Ujarnya kemudian. Aku kembali menggaguk.
Senang jika Gian mengerti.

"Kenapa?"
Norman kembali berujar. Menatapku lekat lekat.
Aku sudah bilang,orang ini selalu mengintrogasi ku setiap waktu. Melelahkan.

Aku hanya kembali tersenyum tuk menanggapi pertanyaan menggantung itu.
"Sebelum waktunya habis.." ujarku.

Gian memandangi diriku setelah pengucapan itu sepenuhnya tercuat, berusaha meresapi. Lama ia meremat bungkusan permen yang masih utuh itu. Tersenyum lebar kemudian.
"Baiklah! Ayo makan bersama!"

Bungkusan telah dibuka. Rasa mint yang menyengat lidahku memberikan rasa sensasional. Menyegarkan pernapasan. Aku melirik mereka berdua lagi,hanya sekilas. Lalu tersenyum simpul kembali. Menatap hamparan langit kuning itu lagi.

Gedung gedung menjulang tinggi,menemani awan awan yang membentang. Di pengudara Indonesia, Jakarta pusat. Dengan kekuningan yang membias dan menyebar cepat.
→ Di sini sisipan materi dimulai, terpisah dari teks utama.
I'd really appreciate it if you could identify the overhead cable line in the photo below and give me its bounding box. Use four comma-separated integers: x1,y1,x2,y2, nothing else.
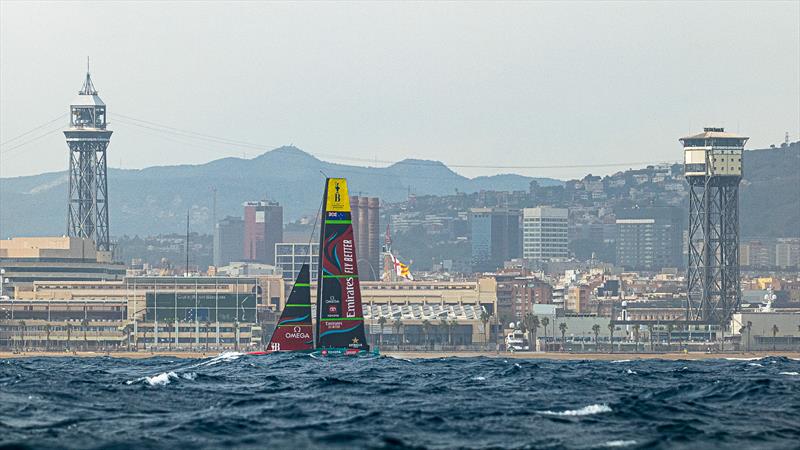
115,113,676,170
0,113,67,147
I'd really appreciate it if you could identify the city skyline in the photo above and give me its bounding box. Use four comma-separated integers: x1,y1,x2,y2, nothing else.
0,3,800,179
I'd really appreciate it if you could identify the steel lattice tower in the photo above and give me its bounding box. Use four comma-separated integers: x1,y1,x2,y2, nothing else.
680,128,748,325
64,67,111,251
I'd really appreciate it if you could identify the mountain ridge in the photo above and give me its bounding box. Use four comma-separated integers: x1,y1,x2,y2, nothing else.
0,146,563,238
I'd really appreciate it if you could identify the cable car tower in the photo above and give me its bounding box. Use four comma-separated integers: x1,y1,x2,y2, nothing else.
64,60,111,251
680,128,749,325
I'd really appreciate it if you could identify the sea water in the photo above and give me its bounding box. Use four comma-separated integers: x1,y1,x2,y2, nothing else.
0,353,800,449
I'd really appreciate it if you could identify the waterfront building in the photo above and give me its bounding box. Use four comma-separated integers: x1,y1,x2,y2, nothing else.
522,206,569,261
214,216,244,267
243,200,283,264
469,208,521,272
0,236,125,292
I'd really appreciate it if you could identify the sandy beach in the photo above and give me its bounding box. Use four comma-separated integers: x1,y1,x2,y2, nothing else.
0,351,800,361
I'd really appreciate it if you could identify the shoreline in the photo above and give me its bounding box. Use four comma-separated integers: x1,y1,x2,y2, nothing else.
0,351,800,361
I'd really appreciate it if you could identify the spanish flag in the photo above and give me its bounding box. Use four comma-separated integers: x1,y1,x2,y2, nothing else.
389,253,414,281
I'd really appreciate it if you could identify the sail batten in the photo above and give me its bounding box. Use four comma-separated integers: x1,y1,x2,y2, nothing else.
316,178,369,351
267,264,314,352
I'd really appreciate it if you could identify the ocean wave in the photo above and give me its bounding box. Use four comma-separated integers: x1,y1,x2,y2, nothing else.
539,404,612,416
144,372,178,386
602,439,636,448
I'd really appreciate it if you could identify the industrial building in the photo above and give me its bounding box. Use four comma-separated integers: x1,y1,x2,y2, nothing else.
522,206,569,262
469,208,522,272
0,275,285,350
0,236,125,293
243,200,283,264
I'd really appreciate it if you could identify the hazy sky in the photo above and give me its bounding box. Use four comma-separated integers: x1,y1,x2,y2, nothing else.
0,1,800,178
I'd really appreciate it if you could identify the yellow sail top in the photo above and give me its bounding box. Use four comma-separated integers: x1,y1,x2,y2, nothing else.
325,178,350,212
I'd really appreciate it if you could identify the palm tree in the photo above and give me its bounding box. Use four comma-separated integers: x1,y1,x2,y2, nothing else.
392,317,403,349
206,320,211,351
772,325,780,352
439,319,450,345
592,324,600,353
558,322,567,352
81,318,89,352
739,325,747,353
608,322,616,353
44,323,51,351
123,324,133,351
541,317,550,351
422,319,433,348
667,323,675,351
164,317,172,350
747,320,752,353
481,308,492,350
67,323,72,350
522,313,539,351
378,316,386,347
19,320,27,352
233,318,239,352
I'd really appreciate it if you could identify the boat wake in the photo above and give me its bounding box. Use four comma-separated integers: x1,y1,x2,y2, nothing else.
539,404,612,416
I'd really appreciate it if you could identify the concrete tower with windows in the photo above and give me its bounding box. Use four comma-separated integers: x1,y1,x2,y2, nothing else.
680,128,748,325
64,67,111,251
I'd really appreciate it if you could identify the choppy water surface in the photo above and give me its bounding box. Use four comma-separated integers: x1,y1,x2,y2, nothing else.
0,354,800,449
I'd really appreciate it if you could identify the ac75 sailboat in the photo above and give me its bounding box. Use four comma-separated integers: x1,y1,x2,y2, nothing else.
316,178,377,356
251,178,378,356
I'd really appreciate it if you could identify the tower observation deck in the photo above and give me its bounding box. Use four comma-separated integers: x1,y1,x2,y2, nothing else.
680,128,748,325
64,68,111,251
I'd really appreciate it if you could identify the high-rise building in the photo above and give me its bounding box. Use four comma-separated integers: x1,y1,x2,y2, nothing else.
243,201,283,264
617,207,683,271
214,216,244,267
775,238,800,269
522,206,569,261
64,67,111,252
350,196,383,281
469,208,521,272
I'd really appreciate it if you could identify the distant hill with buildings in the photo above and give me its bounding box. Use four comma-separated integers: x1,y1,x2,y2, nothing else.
0,142,800,238
0,147,563,238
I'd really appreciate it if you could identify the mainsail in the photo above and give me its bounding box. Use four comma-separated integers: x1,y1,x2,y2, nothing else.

Norman menghela napas panjang. Terdengar di gendang telinga milikku dan Gian. Matanya sibuk mengamati hamparan langit pucat itu kembali.
"Itu benar. Sebelum waktunya habis..."
Ujarnya. Tanpa sama sekali mengalihkan atensi mata itu.

"Ya..sebelum waktunya habis.." Gian menimpali perkataan yang sama dengan Norman. Tanpa sama sekali melirikku sekilas.

Aroma papermint ikut tercuat seiring dengan perkataan itu mengembang. Dengan beberapa menit yang berlalu,membuatku merasa lebih tenang. Selama ada yang mengerti tentang ku. Sampai saat ini. Atau sampai suatu saat nanti.